Lors du précédent entretien, l’économiste Omar Bakkou nous a présenté les principales propositions de la Commission Spéciale sur le Modèle de Développement (CSMD) pour favoriser le développement de quatre principaux secteurs, à savoir l’économie bleue, l’économie verte, le numérique et la logistique.
Dans le présent entretien, Omar Bakkou revient sur les propositions de la CSMD concernant deux autres importants secteurs, à savoir le tourisme et l’agriculture.
Quelles sont alors les principales propositions émises par le rapport de la CSMD pour développer le secteur du tourisme ?
Le tourisme occupe une place importante dans l’économie nationale, il représentait 7% du PIB et plus de 550 000 emplois directs en 2019.

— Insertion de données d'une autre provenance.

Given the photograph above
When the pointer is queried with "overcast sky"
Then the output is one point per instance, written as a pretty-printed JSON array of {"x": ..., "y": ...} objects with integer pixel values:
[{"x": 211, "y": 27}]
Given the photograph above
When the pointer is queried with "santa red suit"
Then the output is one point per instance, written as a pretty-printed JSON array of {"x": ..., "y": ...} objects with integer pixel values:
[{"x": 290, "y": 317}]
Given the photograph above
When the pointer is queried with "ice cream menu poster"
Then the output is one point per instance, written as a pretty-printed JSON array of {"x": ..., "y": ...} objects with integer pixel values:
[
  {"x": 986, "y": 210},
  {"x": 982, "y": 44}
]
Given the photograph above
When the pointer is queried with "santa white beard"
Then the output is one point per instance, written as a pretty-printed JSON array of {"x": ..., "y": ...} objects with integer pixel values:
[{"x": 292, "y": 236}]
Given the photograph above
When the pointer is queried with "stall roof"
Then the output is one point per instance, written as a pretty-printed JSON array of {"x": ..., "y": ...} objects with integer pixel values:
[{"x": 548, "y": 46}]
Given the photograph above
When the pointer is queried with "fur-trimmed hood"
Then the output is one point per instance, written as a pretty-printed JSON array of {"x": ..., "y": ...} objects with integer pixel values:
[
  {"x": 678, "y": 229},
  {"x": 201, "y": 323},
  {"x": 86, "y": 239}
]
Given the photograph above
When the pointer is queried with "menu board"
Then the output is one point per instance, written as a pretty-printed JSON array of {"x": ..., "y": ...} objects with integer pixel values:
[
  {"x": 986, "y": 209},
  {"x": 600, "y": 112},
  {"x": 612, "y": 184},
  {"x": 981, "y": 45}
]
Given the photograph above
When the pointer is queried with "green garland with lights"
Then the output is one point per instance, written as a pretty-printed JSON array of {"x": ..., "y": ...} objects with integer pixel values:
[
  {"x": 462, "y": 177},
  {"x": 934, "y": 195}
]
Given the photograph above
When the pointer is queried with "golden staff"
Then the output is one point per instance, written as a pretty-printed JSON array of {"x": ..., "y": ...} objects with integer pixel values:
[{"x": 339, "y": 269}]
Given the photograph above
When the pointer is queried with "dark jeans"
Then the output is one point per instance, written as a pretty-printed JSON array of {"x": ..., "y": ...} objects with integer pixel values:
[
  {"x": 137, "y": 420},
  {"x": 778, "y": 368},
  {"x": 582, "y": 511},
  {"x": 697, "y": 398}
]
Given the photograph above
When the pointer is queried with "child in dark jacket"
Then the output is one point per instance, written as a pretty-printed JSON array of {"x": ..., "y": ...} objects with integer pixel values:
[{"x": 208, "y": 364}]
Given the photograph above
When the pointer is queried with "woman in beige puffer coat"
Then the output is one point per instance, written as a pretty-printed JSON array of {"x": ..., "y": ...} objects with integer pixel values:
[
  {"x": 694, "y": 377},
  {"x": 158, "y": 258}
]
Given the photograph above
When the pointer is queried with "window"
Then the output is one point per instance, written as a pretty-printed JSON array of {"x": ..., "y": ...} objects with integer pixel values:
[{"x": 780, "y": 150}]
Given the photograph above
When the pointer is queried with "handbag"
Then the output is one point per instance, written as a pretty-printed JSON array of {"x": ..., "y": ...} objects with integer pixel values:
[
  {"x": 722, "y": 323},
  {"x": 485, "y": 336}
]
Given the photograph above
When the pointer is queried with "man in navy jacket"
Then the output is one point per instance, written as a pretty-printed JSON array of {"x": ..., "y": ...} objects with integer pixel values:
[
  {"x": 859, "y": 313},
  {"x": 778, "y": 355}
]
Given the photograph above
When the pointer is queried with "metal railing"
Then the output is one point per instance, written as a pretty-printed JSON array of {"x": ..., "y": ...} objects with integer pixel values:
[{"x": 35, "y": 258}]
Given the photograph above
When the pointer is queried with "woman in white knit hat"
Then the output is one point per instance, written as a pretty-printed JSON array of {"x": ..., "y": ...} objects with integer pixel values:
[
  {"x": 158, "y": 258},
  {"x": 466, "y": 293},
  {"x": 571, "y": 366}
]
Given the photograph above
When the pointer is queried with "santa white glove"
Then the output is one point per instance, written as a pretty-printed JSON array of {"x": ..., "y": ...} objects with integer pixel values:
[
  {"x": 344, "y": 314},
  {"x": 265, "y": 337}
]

Cette place pourrait être renforcée davantage, selon le rapport sur le NMD, et ce, au regard de deux principales considérations.
La première réside dans le potentiel important de l’offre touristique du Maroc.
La seconde réside dans le potentiel important de la demande touristique (nationale et internationale).
Pour la réalisation de cet objectif, le rapport sur le NMD prône l’adoption d’une multitude de mesures.
Ces mesures peuvent être scindées en deux catégories : celles visant à promouvoir l’offre et celles visant à promouvoir la demande.
Quelles sont les propositions visant le développement de l’offre touristique ?
Pour favoriser le développement de l’offre touristique, la CSMD suggère l’activation de trois principaux leviers :
-La diversification de l’offre touristique ;
-Le soutien à l’entrepreneuriat dans les services touristiques ;
– La favorisation de l’innovation et de la digitalisation du secteur.
Diversification de l’offre touristique, comment ?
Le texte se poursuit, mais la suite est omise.